Obama has admitted in recent months that he has progressed on the issue, so we can’t help but wonder if maybe Biden is being used to bolster support in the LGBT community for the administration without the president actually stepping forward and making any statements that can – and probably would – be used in an attack ad.

Education Secretary Arne Duncan also said he supports marriage equality during an appearance yesterday on MSNBC’s Morning Joe.

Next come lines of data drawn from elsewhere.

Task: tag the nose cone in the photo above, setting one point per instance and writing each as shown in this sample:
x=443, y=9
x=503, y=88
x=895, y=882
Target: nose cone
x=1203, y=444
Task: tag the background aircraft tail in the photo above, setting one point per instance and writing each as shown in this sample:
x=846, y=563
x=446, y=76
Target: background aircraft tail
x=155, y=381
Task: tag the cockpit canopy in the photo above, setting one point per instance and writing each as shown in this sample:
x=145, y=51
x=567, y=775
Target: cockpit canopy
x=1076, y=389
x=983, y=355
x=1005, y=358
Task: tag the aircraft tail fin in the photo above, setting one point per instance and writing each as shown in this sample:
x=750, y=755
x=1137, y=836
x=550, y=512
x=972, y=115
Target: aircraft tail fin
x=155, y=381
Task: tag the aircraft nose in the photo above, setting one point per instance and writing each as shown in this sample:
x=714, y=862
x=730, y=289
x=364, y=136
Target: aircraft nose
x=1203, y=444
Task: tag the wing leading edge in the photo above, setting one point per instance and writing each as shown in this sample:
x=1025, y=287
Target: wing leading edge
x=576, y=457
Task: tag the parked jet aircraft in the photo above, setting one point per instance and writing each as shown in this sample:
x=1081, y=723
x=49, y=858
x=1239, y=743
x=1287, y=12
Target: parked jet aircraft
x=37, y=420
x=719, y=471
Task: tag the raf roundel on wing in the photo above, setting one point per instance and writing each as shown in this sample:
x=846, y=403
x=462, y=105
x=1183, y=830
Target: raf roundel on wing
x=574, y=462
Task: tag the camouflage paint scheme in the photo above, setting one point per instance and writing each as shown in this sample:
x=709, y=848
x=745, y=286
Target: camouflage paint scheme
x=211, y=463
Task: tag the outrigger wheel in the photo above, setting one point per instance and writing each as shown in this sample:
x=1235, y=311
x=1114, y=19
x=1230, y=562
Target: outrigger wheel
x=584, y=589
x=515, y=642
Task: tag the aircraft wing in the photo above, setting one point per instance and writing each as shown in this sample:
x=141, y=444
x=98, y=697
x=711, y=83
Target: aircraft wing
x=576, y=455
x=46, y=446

In response, Evan Wolfson, president of Freedom to Marry, had this to say:

“Secretary of Education Arne Duncan’s announcement this morning adds him to the drumbeat of Obama administration members coming out in support of the freedom to marry for same-sex couples. Like Vice President Biden, former Presidents Clinton and Carter, former Vice Presidents Gore and Cheney, Laura Bush, and the majority of Americans, Secretary Duncan knows that loving and committed gay couples seek the freedom to marry for the same mix of reasons as other couples: to make a vow to one another, to share life with the person they love, and to protect their families. Standing up for the freedom to marry is not just the right thing to do, it’s the right thing politically, and it’s time for the president to stand on the right side of history.”

Former President Bill Clinton also made inroads for marriage equality yesterday, fighting against North Carolina’s Amendment One which would constitutionally ban same-sex marriage rights as voters head to the polls in today’s election. Clinton sent a robocall letting voters know that by limiting marriage rights, it will hold the state back in many other areas:

“If it passes, it won’t change North Carolina’s law on marriage. What it will change is North Carolina’s ability to keep good businesses, attract new jobs and attract and keep talented entrepreneurs.”

And Caroline Kennedy also made a statement, calling for the Democratic party to step up in support of LGBT rights. She joined the Freedom to Marry’s “Democrats: Say I Do” campaign that advocates equality as part of this year’s Democratic agenda.

“There are few things in life more important than being able to marry and build a family with the person you love,” Kennedy said in a statement. “This fundamental right should be available to all Americans, including gay and lesbian couples. In our democracy we are fortunate to have elected officials at all levels of government, and courageous jurists who have put their careers on the line, to uphold the promise of equality that is as old as our Constitution, and I hope that many more will follow their example.”

Yesterday, she honored three former Iowa Supreme Court justices who ruled in favor of marriage equality three years ago with the 2012 John F. Kennedy Profile in Courage Award.